I’ve actually gone to the trouble of messing around with such an SSE2 port on my Github but keep running into the fact that, try as I might, it’s just a little bit slower (~5%) on most cases that aren’t the big-copy cases, which see huge wins:
MemmoveUnalignedSrc/10 2.09GB/s ± 0% 1.98GB/s ± 0% -5.26% (p=0.000 n=9+8)
MemmoveUnalignedSrc/11 2.30GB/s ± 0% 2.18GB/s ± 0% -5.18% (p=0.000 n=10+7)
MemmoveUnalignedSrc/12 2.51GB/s ± 0% 2.37GB/s ± 0% -5.33% (p=0.000 n=10+8)
MemmoveUnalignedSrc/13 2.71GB/s ± 0% 2.57GB/s ± 0% -5.18% (p=0.000 n=10+6)

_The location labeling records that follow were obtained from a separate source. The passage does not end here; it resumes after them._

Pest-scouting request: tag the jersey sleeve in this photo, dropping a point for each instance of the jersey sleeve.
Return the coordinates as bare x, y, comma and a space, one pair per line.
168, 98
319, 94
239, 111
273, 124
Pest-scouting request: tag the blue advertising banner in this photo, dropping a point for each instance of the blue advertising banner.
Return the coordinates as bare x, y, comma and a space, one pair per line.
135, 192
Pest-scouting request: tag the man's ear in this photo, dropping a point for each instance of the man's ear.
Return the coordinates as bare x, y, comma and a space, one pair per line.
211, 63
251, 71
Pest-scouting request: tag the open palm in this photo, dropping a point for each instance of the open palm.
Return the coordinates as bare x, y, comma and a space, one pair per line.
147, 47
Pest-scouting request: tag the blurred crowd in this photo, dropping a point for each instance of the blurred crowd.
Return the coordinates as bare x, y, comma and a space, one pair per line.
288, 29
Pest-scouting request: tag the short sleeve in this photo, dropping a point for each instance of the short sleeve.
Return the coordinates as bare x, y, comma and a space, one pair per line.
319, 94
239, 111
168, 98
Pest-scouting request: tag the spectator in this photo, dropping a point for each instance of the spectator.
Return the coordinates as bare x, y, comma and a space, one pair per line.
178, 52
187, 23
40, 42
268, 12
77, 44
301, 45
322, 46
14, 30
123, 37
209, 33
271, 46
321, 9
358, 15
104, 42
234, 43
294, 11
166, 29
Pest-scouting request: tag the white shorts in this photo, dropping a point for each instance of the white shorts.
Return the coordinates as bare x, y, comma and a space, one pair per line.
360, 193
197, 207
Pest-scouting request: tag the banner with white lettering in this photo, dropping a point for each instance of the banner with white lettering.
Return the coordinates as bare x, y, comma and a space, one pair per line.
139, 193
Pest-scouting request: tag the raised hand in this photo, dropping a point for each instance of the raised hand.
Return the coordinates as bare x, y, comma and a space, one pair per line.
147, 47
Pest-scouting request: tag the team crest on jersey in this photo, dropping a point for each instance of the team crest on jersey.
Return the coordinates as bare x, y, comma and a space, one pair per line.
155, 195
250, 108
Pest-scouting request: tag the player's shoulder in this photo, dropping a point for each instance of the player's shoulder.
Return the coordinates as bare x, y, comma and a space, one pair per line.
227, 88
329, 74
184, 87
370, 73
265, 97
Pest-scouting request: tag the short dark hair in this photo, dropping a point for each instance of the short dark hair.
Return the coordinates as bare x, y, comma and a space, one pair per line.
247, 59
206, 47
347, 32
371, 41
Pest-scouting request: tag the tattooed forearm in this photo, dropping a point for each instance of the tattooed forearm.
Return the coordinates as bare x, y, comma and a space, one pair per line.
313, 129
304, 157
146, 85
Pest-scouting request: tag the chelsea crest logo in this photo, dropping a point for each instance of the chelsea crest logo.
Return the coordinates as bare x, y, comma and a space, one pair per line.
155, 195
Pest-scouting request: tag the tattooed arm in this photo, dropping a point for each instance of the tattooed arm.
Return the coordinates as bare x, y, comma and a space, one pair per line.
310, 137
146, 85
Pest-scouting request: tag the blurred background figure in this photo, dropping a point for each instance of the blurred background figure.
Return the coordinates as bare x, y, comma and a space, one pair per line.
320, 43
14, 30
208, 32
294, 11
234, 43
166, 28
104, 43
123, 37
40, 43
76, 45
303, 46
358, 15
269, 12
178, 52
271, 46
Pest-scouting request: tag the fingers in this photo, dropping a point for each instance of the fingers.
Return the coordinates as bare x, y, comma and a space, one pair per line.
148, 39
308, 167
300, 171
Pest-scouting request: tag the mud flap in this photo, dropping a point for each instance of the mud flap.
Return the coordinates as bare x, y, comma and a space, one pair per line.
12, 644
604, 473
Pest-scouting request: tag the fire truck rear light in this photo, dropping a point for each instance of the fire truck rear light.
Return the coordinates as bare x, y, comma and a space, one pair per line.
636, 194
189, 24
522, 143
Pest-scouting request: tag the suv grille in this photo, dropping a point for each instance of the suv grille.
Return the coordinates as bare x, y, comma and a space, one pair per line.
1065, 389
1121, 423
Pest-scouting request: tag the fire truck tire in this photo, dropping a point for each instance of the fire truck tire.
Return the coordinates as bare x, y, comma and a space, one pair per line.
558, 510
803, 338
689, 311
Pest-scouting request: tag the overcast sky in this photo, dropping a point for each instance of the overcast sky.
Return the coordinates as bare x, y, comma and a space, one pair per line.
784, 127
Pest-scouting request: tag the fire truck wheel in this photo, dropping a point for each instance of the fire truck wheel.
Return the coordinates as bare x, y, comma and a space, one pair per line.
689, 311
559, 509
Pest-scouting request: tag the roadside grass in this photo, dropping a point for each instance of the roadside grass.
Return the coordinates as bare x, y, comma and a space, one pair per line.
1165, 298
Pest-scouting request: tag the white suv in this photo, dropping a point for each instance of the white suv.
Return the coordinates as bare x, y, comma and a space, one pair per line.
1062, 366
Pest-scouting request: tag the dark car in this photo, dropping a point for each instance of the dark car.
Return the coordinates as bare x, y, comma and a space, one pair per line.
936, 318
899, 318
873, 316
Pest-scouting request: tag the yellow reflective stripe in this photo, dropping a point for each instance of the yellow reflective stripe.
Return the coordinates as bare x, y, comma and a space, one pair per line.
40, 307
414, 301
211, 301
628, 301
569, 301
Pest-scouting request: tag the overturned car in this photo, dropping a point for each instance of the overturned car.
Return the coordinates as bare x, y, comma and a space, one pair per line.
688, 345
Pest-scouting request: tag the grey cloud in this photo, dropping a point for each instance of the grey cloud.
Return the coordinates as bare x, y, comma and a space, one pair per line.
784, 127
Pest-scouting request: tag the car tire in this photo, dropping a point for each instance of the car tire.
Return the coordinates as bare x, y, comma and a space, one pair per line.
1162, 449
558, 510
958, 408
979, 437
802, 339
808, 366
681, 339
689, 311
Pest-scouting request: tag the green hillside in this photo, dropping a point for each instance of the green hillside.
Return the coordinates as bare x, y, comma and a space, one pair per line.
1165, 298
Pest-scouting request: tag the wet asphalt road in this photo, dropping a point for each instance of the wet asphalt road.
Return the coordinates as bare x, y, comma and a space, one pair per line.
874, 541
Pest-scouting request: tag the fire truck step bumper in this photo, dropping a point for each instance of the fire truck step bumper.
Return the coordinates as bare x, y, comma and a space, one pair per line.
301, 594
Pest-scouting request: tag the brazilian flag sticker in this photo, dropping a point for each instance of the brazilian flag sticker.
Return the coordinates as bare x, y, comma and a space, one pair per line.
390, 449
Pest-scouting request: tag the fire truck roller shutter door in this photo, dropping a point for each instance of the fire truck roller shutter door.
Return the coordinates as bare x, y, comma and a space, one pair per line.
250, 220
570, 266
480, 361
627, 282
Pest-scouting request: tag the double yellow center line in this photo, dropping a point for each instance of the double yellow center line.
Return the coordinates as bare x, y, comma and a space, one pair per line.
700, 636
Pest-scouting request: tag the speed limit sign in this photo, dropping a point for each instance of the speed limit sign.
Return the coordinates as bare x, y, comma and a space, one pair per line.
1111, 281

MemmoveUnalignedSrc/14 2.92GB/s ± 0% 2.77GB/s ± 0% -5.45% (p=0.000 n=8+8)
MemmoveUnalignedSrc/15 3.13GB/s ± 0% 2.96GB/s ± 0% -5.35% (p=0.000 n=10+6)
MemmoveUnalignedSrc/16 3.33GB/s ± 0% 3.16GB/s ± 1% -5.21% (p=0.000 n=10+8)
...
MemmoveUnalignedDstBackwards/512 8.59GB/s ± 0% 29.32GB/s ± 1% +241.29% (p=0.000 n=10+8)
MemmoveUnalignedDstBackwards/1024 12.8GB/s ± 0% 33.1GB/s ± 0% +158.15% (p=0.000 n=10+8)
MemmoveUnalignedDstBackwards/2048 16.0GB/s ± 0% 34.0GB/s ± 1% +112.35% (p=0.000 n=9+8)
MemmoveUnalignedDstBackwards/4096 19.6GB/s ± 0% 38.4GB/s ± 1% +96.26% (p=0.000 n=10+8)
Digging into that could be a whole other blog post, but effectively, the thing slowing it down is fetching instructions into the CPU, as the assembly code is longer (or has less predictivity) than the original, making the per-instruction-twitchy sections a little slower.
So there you have it – many twisty passages, all different, into low-level performance of Intel processors. Digging into these things is fun; opening the hood on the CPU can be a lesson in itself.